We did, however, meet an artist who demonstrated a traditional local form of painting, only found in Ait Ben Haddou. Using just the basic ingredients of saffron, tea, indigo and water, he creates incredible watercolours. To add depth, he then places the picture over a gas flame, caramelising the tea.
I thought the little paintings were beautiful so snapped one up for just €4.
Tea & carpet
After leaving the Kasbah, we headed towards our more unusual destination: a carpet shop, where we were sold tea and given a lengthy, semi-interesting and wholly-salesy talk about carpets. These were the best in Morocco, we were assured.
I can see how this section could grate on some travellers but I didn’t mind too much – the village seems to thrive on tourism from the fortress so it seems only fair everyone gets a punt at making a few dirham.
We then ate, which was probably our worst meal in Morocco.
It’s worth mentioning here that we were forced to fork up 20 DH for the tour, which wasn’t mentioned when booking – but this equates to around €2. I really do think it was worth it too, not only to get the insight of someone who had grown up in the town, but also to be able to contribute to the town’s economy in some way (without buying a carpet).
Our guide also gave us an insight into Berber culture and language, telling us about the new-born Berber alphabet which was created just four years ago.
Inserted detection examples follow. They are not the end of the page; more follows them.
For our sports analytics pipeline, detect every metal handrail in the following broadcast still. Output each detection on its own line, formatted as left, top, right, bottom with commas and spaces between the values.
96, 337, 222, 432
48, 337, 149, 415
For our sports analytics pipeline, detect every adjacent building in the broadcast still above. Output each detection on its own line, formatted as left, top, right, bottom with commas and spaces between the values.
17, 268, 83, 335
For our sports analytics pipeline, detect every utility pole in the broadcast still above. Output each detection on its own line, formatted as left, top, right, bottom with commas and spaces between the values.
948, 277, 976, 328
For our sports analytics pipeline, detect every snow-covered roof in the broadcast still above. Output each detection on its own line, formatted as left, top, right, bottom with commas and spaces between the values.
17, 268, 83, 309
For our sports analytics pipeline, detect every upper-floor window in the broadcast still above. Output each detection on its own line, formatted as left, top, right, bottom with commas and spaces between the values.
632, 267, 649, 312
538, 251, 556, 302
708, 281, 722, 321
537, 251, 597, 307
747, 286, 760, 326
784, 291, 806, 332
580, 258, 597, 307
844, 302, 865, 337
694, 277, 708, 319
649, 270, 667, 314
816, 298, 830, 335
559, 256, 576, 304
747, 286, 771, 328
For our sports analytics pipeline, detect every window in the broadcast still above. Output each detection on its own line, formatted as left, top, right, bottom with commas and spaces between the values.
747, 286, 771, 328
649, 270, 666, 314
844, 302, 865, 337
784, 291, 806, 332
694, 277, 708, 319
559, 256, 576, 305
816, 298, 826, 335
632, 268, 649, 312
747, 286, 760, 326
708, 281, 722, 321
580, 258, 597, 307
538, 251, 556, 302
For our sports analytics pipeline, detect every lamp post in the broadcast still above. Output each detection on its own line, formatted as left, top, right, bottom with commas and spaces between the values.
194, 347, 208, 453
Ouarzazate looked amazing. The city is known as the gateway to the desert and is known as a but hub for film production, with huge studios located on the outskirts of the city.
Now, our time in Ouarzazate was limited to say the least. You could even argue it was a bit pointless us even attempting to visit: we were given thirty minutes to visit either the city Kasbah or an old film museum. But not both.
We picked the Kasbah, but declined the offer of a guide, instead walking from empty room to empty room, which had all been whitewashed clean. Still, the views were OK.
One thing I can report from the city is that it looks like a lot of money is being invested. The drive up to the city is a seemingly endless road with decorative lampposts and well cared-for pavements. The city certainly has enough draws to become a tourist town: in addition to the film studios, the Kasbah and Ait Ben Haddou, the Sahara is practically on the doorstep. Throw in some Ryanair flights to the local airport and you might just have the next big thing in Morocco.
In conclusion, our trip was amazing, sunny, long, tiring and unforgettable all at the same time. I think the price we paid was a bit of a bargain, considering the ground we covered and I can’t imagne getting to Ait Ben Haddou solo from Marrakech is easy.